SUPREME COURT OF THE STATE OF NEW YORK APPELLATE DIVISION SECOND JUDICIAL DEPARTMENT


January 5, 2010

THE PEOPLE, ETC., RESPONDENT,
v.
ADRIAN WILLIAMS, APPELLANT.

Appeal by the defendant from a judgment of the Supreme Court, Nassau County (Ayres, J.), rendered September 10, 2008, convicting him of robbery in the second degree and grand larceny in the fourth degree, upon a jury verdict, and imposing sentence.

Published by New York State Law Reporting Bureau pursuant to Judiciary Law § 431.

This opinion is uncorrected and subject to revision before publication in the Official Reports.

STEVEN W. FISHER, J.P., JOSEPH COVELLO, FRED T. SANTUCCI and RUTH C. BALKIN, JJ.

(Ind. No. 2806/07)

DECISION & ORDER

ORDERED that the judgment is affirmed.

On April 25, 2007, the defendant entered a bank, jumped over the tellers' counter, and grabbed bills from the cash drawers. When the defendant attempted to flee, he was apprehended by the bank's manager, who, after a scuffle, was able to subdue the defendant with the aid of several other bank employees and customers. During the scuffle, the defendant elbowed the manager in the eye, bit the manager's arm, and scratched the manager's back. Viewing the evidence in the light most favorable to the prosecution (see People v Contes, 60 NY2d 620, 621), we find that it was legally sufficient to establish the defendant's guilt of robbery in the second degree beyond a reasonable doubt (see Penal Law § 160.10[2][a]).

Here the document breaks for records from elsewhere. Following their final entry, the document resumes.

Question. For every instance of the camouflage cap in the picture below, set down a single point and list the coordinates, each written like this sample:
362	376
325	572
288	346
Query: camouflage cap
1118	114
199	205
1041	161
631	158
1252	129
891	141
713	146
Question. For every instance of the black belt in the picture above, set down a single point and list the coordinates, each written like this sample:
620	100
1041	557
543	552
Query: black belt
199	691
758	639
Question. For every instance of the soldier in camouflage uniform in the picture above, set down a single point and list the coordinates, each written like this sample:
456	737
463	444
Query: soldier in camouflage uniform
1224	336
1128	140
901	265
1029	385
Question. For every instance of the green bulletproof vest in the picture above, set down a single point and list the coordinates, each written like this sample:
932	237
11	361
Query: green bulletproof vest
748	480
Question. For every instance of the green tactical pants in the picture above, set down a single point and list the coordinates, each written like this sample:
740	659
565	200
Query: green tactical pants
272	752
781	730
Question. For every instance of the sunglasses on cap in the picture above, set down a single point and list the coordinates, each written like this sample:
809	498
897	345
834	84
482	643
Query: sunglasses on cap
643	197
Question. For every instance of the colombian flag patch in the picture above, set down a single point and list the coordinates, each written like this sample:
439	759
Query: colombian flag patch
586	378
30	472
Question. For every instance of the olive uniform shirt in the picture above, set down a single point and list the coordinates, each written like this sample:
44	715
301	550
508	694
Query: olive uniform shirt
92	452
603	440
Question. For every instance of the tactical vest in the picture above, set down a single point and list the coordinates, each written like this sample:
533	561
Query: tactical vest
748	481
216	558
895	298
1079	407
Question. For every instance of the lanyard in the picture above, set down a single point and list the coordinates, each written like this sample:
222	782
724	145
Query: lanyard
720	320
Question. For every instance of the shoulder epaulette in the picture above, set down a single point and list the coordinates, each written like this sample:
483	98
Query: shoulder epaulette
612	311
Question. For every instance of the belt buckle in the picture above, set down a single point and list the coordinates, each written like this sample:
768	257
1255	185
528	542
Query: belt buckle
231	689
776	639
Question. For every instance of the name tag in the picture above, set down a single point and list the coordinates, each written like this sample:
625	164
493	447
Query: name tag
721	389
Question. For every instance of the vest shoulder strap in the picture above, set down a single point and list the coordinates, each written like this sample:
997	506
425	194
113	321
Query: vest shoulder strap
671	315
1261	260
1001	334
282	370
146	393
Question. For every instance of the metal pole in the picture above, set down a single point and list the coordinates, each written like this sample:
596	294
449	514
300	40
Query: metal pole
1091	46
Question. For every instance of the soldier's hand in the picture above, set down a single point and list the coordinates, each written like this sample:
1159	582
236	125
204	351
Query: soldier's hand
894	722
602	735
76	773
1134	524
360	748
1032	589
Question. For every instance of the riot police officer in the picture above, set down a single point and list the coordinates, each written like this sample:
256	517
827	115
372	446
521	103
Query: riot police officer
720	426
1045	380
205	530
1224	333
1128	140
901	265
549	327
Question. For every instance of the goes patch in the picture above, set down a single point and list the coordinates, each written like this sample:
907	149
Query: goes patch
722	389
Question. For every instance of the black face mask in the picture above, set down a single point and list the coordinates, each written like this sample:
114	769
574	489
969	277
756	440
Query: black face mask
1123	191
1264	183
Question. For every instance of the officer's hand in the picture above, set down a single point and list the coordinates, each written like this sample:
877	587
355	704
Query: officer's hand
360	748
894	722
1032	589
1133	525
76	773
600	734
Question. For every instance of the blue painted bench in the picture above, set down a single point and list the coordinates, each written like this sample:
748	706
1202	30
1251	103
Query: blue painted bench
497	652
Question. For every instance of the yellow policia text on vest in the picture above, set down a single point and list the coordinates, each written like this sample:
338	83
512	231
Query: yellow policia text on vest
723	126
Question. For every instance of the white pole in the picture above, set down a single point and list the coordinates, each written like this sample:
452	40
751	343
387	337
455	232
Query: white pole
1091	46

Contrary to the defendant's contention, the evidence was legally sufficient to establish that the defendant caused "substantial pain" and, therefore, "[p]hysical injury" (Penal Law § 10.00[9]), to the bank's manager (see People v Chiddick, 8 NY3d 445, 447-448; People v Gordon, 47 AD3d 833, 834). The manager testified that he sought medical treatment for his injuries, ranked his pain level at a "6" or "7" out of "10," and was given pain medication. Moreover, the jury could reasonably infer that the defendant intended to inflict as much pain as possible in order to escape the manager's hold (see People v Chiddick, 8 NY3d at 448).

Furthermore, contrary to the defendant's contention, the evidence was legally sufficient to establish that he "use[d]... physical force upon another person for the purpose of [p]reventing or overcoming resistance to the... retention [of the stolen property] immediately after the taking" (Penal Law § 160.00[1]). The evidence supported a finding that the defendant was in possession of the stolen cash at the time he struck the bank's manager. Under these circumstances, the jury was entitled to infer that the defendant's purpose in exerting such physical force was to retain control of the stolen cash, and not merely to escape or defend himself (see People v Nieves, 37 AD3d 277; People v Onorati, 15 AD3d 216, 217; People v Brandley, 254 AD2d 185; People v Crespo, 158 AD2d 466).

The defendant's remaining contentions are without merit.

FISHER, J.P., COVELLO, SANTUCCI and BALKIN, JJ., concur.